Великий период немецкой литературы и философии — это и великий период полемики. Противоречия ускоряют развитие. Спорят не только со старым порядком и его идеологией, но и друг с другом. Даже в одном человеке сталкиваются противоположности. Объединяющая связь — вера в движение человечества к гуманизму — видна только на расстоянии, для современников же она распадается на множество разноцветных и многократно переплетающихся нитей. Споры о философии и теории искусства порождают дружбу и вражду, союзы и раздоры, причины которых особенно трудно постичь, когда они лежат в сфере политики. Художникам, которые зависят от меценатствующих князей, приходится быть в этих вопросах крайне осторожными. Тщеславие и обидчивость еще больше мешают разобраться в истинном положении вещей.

Жан-Поль всю свою жизнь высоко ценил и почитал Гёте. Он послал ему «Незримую ложу» и «Геспера», но не удостоился ответа. Когда он, извещая Шарлотту фон Кальб о своем предстоящем посещении Веймара, написал о триединстве Гёте, Гердера и Виланда, он и не подозревал, до какой степени оказался наивен. Он даже не понял намека Шарлотты на господство холода и пустоты формы, нацеленного в Гёте. Лишь в Веймаре ему открылось, какая пропасть отделяет Гёте и Шиллера от Гердера. И поскольку он сердечнее всего расположен к Гердеру, а Шарлотта фон Кальб тоже принадлежит к партии Гердера, он тотчас же примыкает к ней.

Он высоко чтит Гердера. Позже в «Письме о философии» и в «Приготовительной школе эстетики» он сложит гимн в его честь, а его «Идеи к философии истории человечества» — последнее, что он читал на смертном одре. С восемнадцати лет он читал Гердера с возрастающей пользой. «Его произведения были для меня прохладными родниками в пустыне Гофа», — пишет он Кальб. Гердеровская идея счастья, конечно, оказала влияние на «Вуца». Письменная похвала супругов Гердер ободрила его. Гердер был одним из немногих, кто знал и ценил его ранние сатиры. С Гердером его политически объединял демократизм, морально — строгое понимание добродетели. Но это же отделяло его от Гёте, который, вступив в классицистский период своего творчества, отошел от своего прежнего вдохновителя.

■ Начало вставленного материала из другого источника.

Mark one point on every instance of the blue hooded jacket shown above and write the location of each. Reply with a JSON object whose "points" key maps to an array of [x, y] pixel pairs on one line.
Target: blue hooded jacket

Раздор между Гердером и обоими классиками стал явным еще до посещения Жан-Полем Веймара. Его причиной был выход Гердера из состава сотрудников журнала «Оры». Шиллер, издатель журнала, отклонил одну статью Гердера, обосновав это тем, что в ней утверждается, будто поэзия должна вырастать из жизни, из времени, из реального, между тем как поэт должен быть верен идеалам Древней Греции, поскольку «действительность только запачкает» его. После этого Гердер ушел из редакции. Он отвергал гётевский и шиллеровский окрашенный античностью культ формы и ратовал за искусство, подчиняющееся гуманным, нравственным целям. Он справедливо видел в Жан-Поле союзника, и когда превозносил его как новую величину в литературе, то делал это не без намерения противопоставить его Гёте и Шиллеру. «Ваши сочинения, — пишет Каролина Гердер Жан-Полю, — необходимо именно сейчас распространять как можно шире. Господство наглости и высокомерия возносится и распространяется беспредельно. Антихрист явился теперь в наикрасивейшей форме, в шиллеровском „Альманахе Муз“».